Art

PRADA PRESENTS THE EXHIBITION “WHO THE BÆR” BY SIMON FUJIWARA

PRADA PRESENTS THE EXHIBITION “ WHO THE BÆR ” BY SIMON FUJIWARA AT PRADA AOYAMA TOKYO FROM 15 OCTOBER 2022 TO 30 JANUARY 2023

Prada presents the exhibition “Who the Bær ” by Simon Fujiwara, organized with the support of Fondazione Prada, at Prada Aoyama Tokyo from 15 October 2022 to 30 January 2023. The fifth floor of the building, designed by Herzog & de Meuron, will host a new especially conceived version of Fujiwara’s show presented for the first time at Fondazione Prada’s Milan venue in 2021.

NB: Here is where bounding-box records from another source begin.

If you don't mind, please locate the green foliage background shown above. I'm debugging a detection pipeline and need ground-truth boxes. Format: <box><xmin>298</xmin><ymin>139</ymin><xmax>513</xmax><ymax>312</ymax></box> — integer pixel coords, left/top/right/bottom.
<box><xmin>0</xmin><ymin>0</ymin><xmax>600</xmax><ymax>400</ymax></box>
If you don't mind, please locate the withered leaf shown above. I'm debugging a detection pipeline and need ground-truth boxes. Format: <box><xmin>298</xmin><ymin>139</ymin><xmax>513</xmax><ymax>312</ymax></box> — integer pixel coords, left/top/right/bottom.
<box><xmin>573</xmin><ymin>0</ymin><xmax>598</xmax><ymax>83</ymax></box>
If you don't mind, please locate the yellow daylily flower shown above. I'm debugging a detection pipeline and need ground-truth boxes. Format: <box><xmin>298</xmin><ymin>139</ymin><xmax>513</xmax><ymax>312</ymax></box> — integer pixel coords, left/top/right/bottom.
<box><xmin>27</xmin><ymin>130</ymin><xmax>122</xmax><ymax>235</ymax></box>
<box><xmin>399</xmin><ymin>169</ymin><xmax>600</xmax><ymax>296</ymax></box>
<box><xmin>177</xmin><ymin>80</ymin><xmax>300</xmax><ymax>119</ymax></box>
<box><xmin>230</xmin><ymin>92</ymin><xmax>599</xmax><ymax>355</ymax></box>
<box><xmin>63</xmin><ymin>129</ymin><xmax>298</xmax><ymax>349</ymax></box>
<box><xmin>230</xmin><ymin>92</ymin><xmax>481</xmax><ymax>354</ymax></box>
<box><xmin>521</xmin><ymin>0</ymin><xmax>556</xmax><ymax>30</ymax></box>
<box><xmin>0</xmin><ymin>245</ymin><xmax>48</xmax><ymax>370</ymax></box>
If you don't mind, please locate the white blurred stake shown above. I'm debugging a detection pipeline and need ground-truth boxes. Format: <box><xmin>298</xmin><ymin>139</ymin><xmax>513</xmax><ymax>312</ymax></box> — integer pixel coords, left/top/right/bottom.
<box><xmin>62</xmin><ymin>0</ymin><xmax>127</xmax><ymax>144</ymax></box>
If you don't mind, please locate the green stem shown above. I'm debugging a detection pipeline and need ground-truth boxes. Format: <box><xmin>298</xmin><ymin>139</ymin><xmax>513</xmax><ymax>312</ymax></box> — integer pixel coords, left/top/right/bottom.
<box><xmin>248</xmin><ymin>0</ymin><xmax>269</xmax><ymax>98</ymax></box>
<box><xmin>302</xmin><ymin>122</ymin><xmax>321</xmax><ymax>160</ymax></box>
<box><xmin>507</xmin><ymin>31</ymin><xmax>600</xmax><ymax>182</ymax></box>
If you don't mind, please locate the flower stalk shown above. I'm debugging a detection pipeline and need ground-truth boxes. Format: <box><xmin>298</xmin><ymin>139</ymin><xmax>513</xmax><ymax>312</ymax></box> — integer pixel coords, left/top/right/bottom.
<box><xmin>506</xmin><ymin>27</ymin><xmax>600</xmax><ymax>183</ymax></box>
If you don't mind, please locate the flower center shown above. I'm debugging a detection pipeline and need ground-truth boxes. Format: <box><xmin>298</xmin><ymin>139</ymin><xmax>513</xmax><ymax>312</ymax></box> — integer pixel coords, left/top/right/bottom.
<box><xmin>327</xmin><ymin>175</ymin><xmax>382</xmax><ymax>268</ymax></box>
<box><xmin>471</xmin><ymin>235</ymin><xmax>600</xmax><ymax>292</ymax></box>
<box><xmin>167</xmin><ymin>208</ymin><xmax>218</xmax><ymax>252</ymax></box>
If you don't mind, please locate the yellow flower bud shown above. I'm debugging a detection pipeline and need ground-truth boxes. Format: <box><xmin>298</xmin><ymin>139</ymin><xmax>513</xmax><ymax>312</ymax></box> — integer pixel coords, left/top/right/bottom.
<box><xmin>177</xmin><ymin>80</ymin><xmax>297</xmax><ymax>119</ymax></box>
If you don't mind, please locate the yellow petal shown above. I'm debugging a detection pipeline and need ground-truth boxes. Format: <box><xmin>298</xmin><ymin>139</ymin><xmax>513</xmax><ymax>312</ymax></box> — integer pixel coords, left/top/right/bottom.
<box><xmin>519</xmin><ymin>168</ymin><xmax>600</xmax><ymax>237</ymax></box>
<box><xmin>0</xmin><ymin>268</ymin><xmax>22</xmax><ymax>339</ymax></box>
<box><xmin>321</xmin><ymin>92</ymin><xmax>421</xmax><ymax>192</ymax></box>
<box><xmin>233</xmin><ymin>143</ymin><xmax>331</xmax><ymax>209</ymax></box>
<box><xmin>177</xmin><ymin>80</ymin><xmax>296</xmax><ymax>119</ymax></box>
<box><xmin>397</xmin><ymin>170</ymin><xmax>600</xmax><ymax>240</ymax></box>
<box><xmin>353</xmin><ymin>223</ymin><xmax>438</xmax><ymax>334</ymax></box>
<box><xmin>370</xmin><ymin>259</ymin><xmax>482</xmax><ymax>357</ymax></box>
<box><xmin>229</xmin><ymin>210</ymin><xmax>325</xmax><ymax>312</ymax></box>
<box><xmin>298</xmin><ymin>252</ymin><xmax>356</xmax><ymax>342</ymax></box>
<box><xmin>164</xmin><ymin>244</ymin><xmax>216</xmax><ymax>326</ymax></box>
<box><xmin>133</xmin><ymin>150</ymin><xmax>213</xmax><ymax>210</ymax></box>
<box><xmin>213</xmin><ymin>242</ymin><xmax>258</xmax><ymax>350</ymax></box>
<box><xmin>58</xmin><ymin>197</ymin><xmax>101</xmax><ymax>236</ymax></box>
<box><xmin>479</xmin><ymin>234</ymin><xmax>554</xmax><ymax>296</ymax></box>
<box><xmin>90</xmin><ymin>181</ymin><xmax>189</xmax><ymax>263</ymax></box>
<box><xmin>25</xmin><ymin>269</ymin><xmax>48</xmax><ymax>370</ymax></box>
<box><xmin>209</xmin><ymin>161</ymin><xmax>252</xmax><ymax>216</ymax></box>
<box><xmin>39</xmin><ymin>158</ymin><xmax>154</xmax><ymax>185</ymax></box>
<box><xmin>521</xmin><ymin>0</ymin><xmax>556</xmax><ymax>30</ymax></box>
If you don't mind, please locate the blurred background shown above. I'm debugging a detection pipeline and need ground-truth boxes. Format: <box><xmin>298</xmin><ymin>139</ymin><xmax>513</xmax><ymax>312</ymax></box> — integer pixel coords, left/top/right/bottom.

Who the Bær is a cartoon character created by the artist that takes inspiration from fairy tales, fantasy literature, animation, and theme park worlds. “Who”, as they are known, seems to have not yet developed a strong personality or instincts. They have no fixed identity, no gender, and no sexuality. Who does not even seem to have a clear design but is a being in the making, a self-creation. Who only knows that they are an image, and they seek to define themselves traversing a “Whoniverse” of images. Who the Bær’s world is a flat, online domain of pictures, yet one full of endless possibilities.

Through the coming-of-age story of Who, Simon Fujiwara explores a plurality of topics belonging to different realms: from the climate collapse to cultural appropriation, from plastic surgery to Pop – art. “Who the Bær” can be interpreted as a distorted mirror of our society obsessed with spectacle, self – representation, and the search for a “true self”.

A series of new drawings, collages, sculptures, and animations introduce the Japanese audience to Who the Bær’s perennial quest for an authentic self. The exhibition set-up unfolds as a series of pastel-coloured carpeted areas exploring the many facets of Who and marking the stages of their chaotic journey.

As in fairy tales, Who’s story begins with a giant collage in the form of a book cover that reads: “Who is Who?” – the first of many questions the exhibition raises. The stop frame animation Hello Who? introduces the audience to the philosophical, identity, and authenticity questions Who have to face as they journey through diverse cultural and geographical contexts. A series of spontaneous, childishly – styled and meme-like drawings embody Who’s the ability to shapeshift into any chosen identity at any moment. Seen through the lens of Who the Bær, human personalities are simply a set of codes and aesthetics, moods and styles that can be freely manipulated and combined, using the logic of social media and online performativity.

Through the all-consuming desires of a cartoon bear, we experience the external world as little more than a repertoire of stereotypical images and consumable backdrops for ever-new adventures. As visitors journey further into the exhibition they enter a series of Whoseums ¾ museums and repositories of Who the Bær ’s imagery. The first ¾ a “Whoseum of Anthropology” ¾ presents collages, installations, and sculptures that mimic African, Asian, and Egyptian artifacts, all with Who the Bær ’s image inscribed into them. These naïve, cartoony objects explore issues of cultural appropriation, repatriation, and colonialist plunder through the narcissistic and self-referential desires of Who the Bær.

In the “Whoseum of Art”, Who finds themselves represented in iconic masterpieces of art history. In these deceptively playful works, Who the Bær is artist, muse, artwork, audience, and even Whoseum – a fantasy that quickly becomes hermetic and totalitarian. In another series of delicate, nostalgic paintings we see Who as the protagonist of classic fairy tales. The journey through the “Whoniverse” concludes with the largest three-dimensional bodily representation of Who the Bær: the sculptural animatronic Who’s Only Whoman? (2021).

The work of Simon Fujiwara (London, UK, 1982; lives and works in Berlin) is a personal exploration of the human desire that underpins tourist attractions, historical icons, celebrities, “edutainment,” and neo-capitalism. In this seductive yet fraught arena, his work reveals the paradox of our simultaneous quest for fantasy and authenticity in the culture we consume. In his past exhibitions — which include a full-scale reconstruction of the Anne Frank House (“Hope House”, 2017), a “rebranding campaign” of his former high school art teacher (“Joanne”, 2016 – 2018), and a theme park ride that takes you into the world of YouTube (“Empathy I”, 2 018) — we observe a distorted reflection of the real world through the artist’s fantastical and sometimes disturbing universe.

Fujiwara created Who the Bær during the first Covid – 19 lockdown in 2020 as a “childlike, dada – esque response to the increasingly nonsense world of hyper-capitalist entertainment culture”. Since their creation, Who the Bær has been the subject of a first and major exhibition at Fondazione Prada in Milan, followed by a show at the Kunstinstituut Melly in Rotterdam, both in 2021. Who also starred in a global billboard campaign across several international cities like Milan, New York, London, and Tokyo.